Narrative failures in a movie or TV show represent gaps in logic that the viewer has to either impute or just be confused about. In either case, it’s not something you want the viewer to do. You want the story to just make sense and for each sequence in the story to follow from previous events.

The same is true in data analysis. If you’ve ever seen a presentation of a data analysis and thought, “Why didn’t they just…” then the presenter failed to close a door. For example, how many fancy machine learning presentations have you seen where you thought, “Why didn’t they just run a logistic regression?”

Types of Data Analysis Failure

There is no perfect door.

A narrative failure in a data analysis is a failure to justify the path chosen in the analysis vis a vis any number of plausible alternative paths that could have been taken. If those alternatives have not been ruled out, then a gap remains and the audience will be confused about why the alternative was not tried. It is the job of the analyst to either execute some of these alternate analyses or present some evidence regarding why they are not preferable.
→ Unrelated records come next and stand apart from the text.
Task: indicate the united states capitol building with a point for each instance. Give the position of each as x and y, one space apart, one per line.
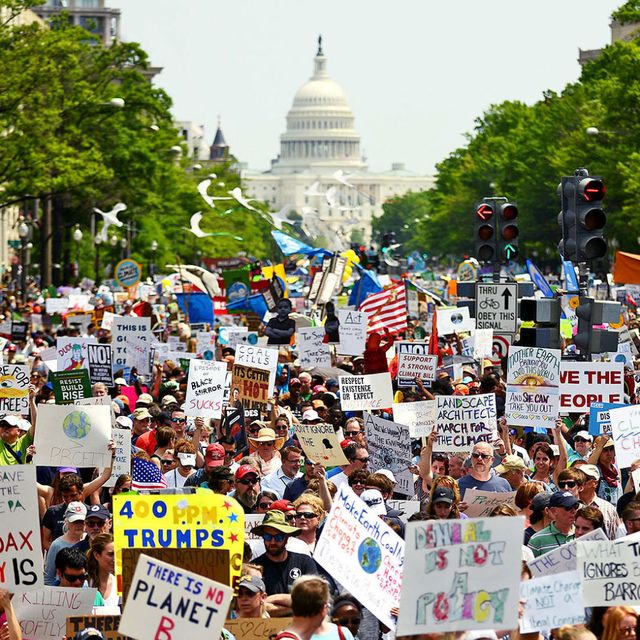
320 172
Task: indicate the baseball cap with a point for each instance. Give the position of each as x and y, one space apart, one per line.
373 499
214 456
563 499
510 463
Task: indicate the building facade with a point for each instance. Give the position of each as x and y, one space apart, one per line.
320 172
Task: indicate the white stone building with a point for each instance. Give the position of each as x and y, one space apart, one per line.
320 172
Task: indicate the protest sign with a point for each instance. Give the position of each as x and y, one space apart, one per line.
20 551
14 389
192 606
256 628
252 385
625 431
260 358
609 571
389 444
371 391
420 417
533 376
106 624
209 563
320 444
72 436
362 553
205 389
600 418
70 385
123 329
99 363
353 331
43 613
414 361
313 351
454 320
465 574
463 421
482 503
197 521
551 602
582 383
562 558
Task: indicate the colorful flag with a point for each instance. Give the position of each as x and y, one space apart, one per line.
145 476
387 310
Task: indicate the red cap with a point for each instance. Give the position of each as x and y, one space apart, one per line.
214 456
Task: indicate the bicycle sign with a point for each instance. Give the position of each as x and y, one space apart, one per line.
497 306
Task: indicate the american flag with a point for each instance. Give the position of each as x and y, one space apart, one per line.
387 309
145 475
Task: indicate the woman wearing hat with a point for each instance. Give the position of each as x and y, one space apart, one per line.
267 454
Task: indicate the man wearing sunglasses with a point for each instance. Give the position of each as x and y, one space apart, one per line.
481 475
280 566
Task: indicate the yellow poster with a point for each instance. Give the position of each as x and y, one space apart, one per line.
204 520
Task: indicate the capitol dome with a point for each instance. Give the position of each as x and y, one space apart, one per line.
320 131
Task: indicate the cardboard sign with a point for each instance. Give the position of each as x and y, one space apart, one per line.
600 417
14 389
320 444
533 377
353 332
72 436
205 389
582 383
260 358
253 387
99 363
454 320
465 575
420 417
463 421
625 431
192 606
482 503
362 553
43 613
313 351
551 602
20 552
562 558
196 521
389 444
106 624
123 329
69 386
414 361
366 392
607 569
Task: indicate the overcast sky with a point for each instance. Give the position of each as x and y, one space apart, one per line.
416 72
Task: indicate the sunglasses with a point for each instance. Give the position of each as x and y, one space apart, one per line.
278 537
247 481
75 578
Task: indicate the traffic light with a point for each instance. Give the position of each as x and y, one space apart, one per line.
545 312
485 233
590 219
509 231
589 312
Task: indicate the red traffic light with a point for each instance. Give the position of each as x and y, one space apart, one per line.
484 211
591 189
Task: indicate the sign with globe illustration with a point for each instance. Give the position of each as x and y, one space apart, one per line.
72 436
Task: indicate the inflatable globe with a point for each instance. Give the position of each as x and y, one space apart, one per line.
369 555
76 425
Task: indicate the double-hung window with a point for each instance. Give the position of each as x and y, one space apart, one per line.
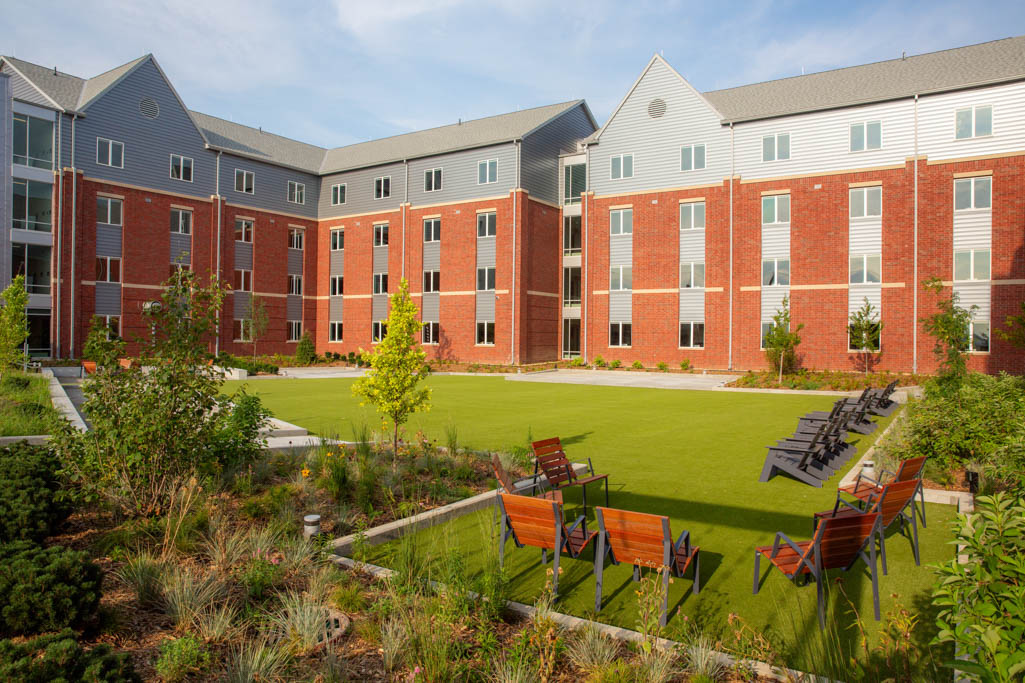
776 148
692 157
974 122
180 168
110 153
972 193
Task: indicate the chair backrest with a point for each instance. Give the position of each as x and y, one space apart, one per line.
534 521
636 537
838 539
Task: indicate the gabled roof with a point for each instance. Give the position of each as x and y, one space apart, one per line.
463 135
995 62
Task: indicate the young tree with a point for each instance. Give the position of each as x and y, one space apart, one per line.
781 342
865 328
13 324
397 367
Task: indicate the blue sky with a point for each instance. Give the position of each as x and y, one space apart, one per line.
335 72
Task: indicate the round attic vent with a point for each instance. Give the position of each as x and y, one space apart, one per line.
656 109
149 108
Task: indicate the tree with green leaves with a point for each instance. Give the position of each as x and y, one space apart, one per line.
781 342
13 323
397 367
865 328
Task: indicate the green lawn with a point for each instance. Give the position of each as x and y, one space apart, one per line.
694 456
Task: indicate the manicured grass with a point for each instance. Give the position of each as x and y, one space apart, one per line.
25 405
694 456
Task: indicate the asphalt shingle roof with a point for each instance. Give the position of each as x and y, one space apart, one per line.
994 62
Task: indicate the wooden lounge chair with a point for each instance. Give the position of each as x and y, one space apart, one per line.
539 523
640 539
559 472
864 486
891 503
838 544
502 475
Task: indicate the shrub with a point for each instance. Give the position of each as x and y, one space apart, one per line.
45 589
29 506
181 657
57 656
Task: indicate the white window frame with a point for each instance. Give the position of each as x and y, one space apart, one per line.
110 144
246 175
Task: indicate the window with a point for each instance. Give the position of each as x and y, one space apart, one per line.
487 171
692 157
971 265
244 182
33 144
621 278
242 329
775 272
432 332
978 338
108 269
433 179
973 193
571 286
110 153
692 215
867 135
572 240
974 122
485 279
776 148
621 222
487 224
243 280
866 202
33 205
619 334
692 335
485 333
181 222
180 168
109 211
433 230
692 275
243 230
622 166
775 208
865 269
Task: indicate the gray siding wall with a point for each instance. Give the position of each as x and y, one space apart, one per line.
360 191
109 241
270 187
108 298
149 143
540 150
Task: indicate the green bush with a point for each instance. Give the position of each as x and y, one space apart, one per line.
58 657
45 589
29 491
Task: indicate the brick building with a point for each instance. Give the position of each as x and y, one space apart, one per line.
684 221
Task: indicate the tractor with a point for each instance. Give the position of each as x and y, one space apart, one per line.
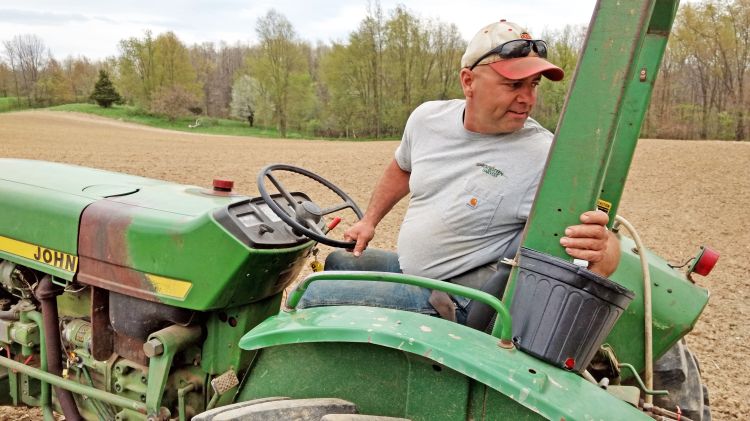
128 298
Ruling out these alternative analyses is part of building a successful data analysis narrative.

The idea of narrative failure gets to a difficult aspect of data analysis that students have trouble understanding, which is that rarely is there a single “right” or “best” way to do an analysis. In other words, rarely is there a single “door” to walk through. Often, there are many doors to walk through, and it almost doesn’t matter which door you choose, just so long as you manage to close all of the other ones along the way. If you choose door 1 then people might ask “Why didn’t you choose door 2?”. And if you choose door 2 then people will ask about door 1. There’s no perfect door to walk through, you just have to close one and walk through the other.